Quelle: A. Friedländer, 6 Vorträge über die Geschichte der Juden: Gehalten in den Berliner logen U.O.B.B. in winter 1895/96, Berlin 1896
Die Deutsche Schachzeitung 1896 verliert kein Wort über den Artikel im Akademischen Monatsheft, auch nicht gelegentlich eines Berichts über den Akademischen Schachclub München.
Offene Fragen:
Wer ist der “Stadtgerichtsrath L.”?
Und wo ist der Zettel? Ein eMail-Kontakt zu Dr. Helmut Berthold von der Lessing-Akademie in Wolfenbüttel zeigte mir, dass auch unter Lessing-Kennern, diese Partienotation eine “mittlere Sensation” darstellen würde. Zumindest könnten Nachforschungen danach schnell abgeschlossen werden, denn das Original-Manuskript wird, wie mir mitgeteilt wurde, in der Berliner Staatsbibliothek aufbewahrt. Ein glücklicher Umstand für meine Schachforschungen, befinden sich doch sonst viele nachgelassene Originale in der “Herzog-August-Bibliothek” in Wolfenbüttel, wo Lessing 1770 als Bibliothekar zuletzt Anstellung fand. Die “textkritische Arbeit zu Minna von Barnhelm”, so es sie gab, hat unter Emden’s Namen mglw. keinen Eingang in die seriöse Lessing-Forschung gefunden. Vermutlich läuft es aber daraus hinaus: Der Zettel ist weg! Der Artikel im Monatsheft war seine erste und letzte Spur.
Andreas Lange
Man muss nur wissen wie man auf google sucht…
“Stadtgerichtsrat L.”:
Gerichtsrat Robert Lessing in Berlin besass damals die “Minna”, wie Muncker berichtet.

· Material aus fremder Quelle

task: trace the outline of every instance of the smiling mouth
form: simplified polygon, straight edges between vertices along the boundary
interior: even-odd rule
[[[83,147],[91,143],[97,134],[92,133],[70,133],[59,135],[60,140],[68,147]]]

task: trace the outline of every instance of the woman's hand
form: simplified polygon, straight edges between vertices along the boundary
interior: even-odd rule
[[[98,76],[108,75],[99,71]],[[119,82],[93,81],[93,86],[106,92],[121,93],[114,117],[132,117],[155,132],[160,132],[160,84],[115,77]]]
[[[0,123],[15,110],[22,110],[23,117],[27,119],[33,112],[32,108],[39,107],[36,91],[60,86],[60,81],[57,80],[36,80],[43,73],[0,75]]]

Quelle: Gotthold Ephraim Lessings Sämtliche Schriften. Hrsg.
von Karl Lachmann. 3. Auflage, 1886, Auf’s neue durchgesehene und verm.
Aufl., besorgt durch Franz Muncker, Vorwort Seite VII.
Der als M. gekennzeichnete Spieler ist möglicherweise nicht Mendelssohn. Antonius van der Linde zitiert 1873 in seinem Buch “Schach bei den Juden”, S. 41 zwei Quellen die auch einen anderen Schluss zulassen:
„Aus jüngern Jahren fallt mir ein Jude ein, Namens Michel, der in allen Dingen, bis auf zwei Elemente, verrückt erschien. Wenn er Französisch sprach, kam kein unebenes Wort über seine Lippen, und spielte er vollkommen Schach. So kommt dieser verrückte Michel (wie man ihn nannte) zum alten Mendelssohn, der sitzt und spielt Schach mit dem alten Rechenmeister Abram. Michel sieht das Spiel an. Abram macht endlich eine Bewegung mit der Rechten, um das Spiel als verloren umzuwerfen, und erhält einen derben Schlag am Kopfe, dass ihm die lose Pernicke abfällt. Abram hebt ruhig seine Perrucke auf und spricht: „Aber, lieber Michel, wie hätte ich denn ziehen sollen?“ — Lessing hat den “Vorfall im Nathan nachgebildet, und da ich auch im Zuge bin, noch Folgendes. Der eben genannte Rechenmeister Abram ist eben der, welchen Lessing als Alhafi zum Modell gehabt hat. Er galt für den grössten Rechenmeister und Sonderling, unterrichtete für wenige Groschen oder umsonst und bewohnte in Mendelssohns Haus ein Zimmer, auch umsonst. Lessing hielt viel auf ihn, seiner Pietät und seines angeborenen Cynismus wegen. “ (Briefwechsel zwischen Goethe und Zelter u. s. w. her. v. Fr. W. Riemer, IV. Th. Berlin 1834 S. 137). Ueber den genannten Abraham, auch Abraham Wolf oder „Abraham Rechenmeister“ genannt, Freund Euler’s und als Mathematiker gerühmt, ist mehr bei Kayserling (Mos. Mendelssohn S. 333—5) zu lesen, wo er ein leidenschaftlicher und „Michel“ ein vorzüglicher Schachspieler genannt wird.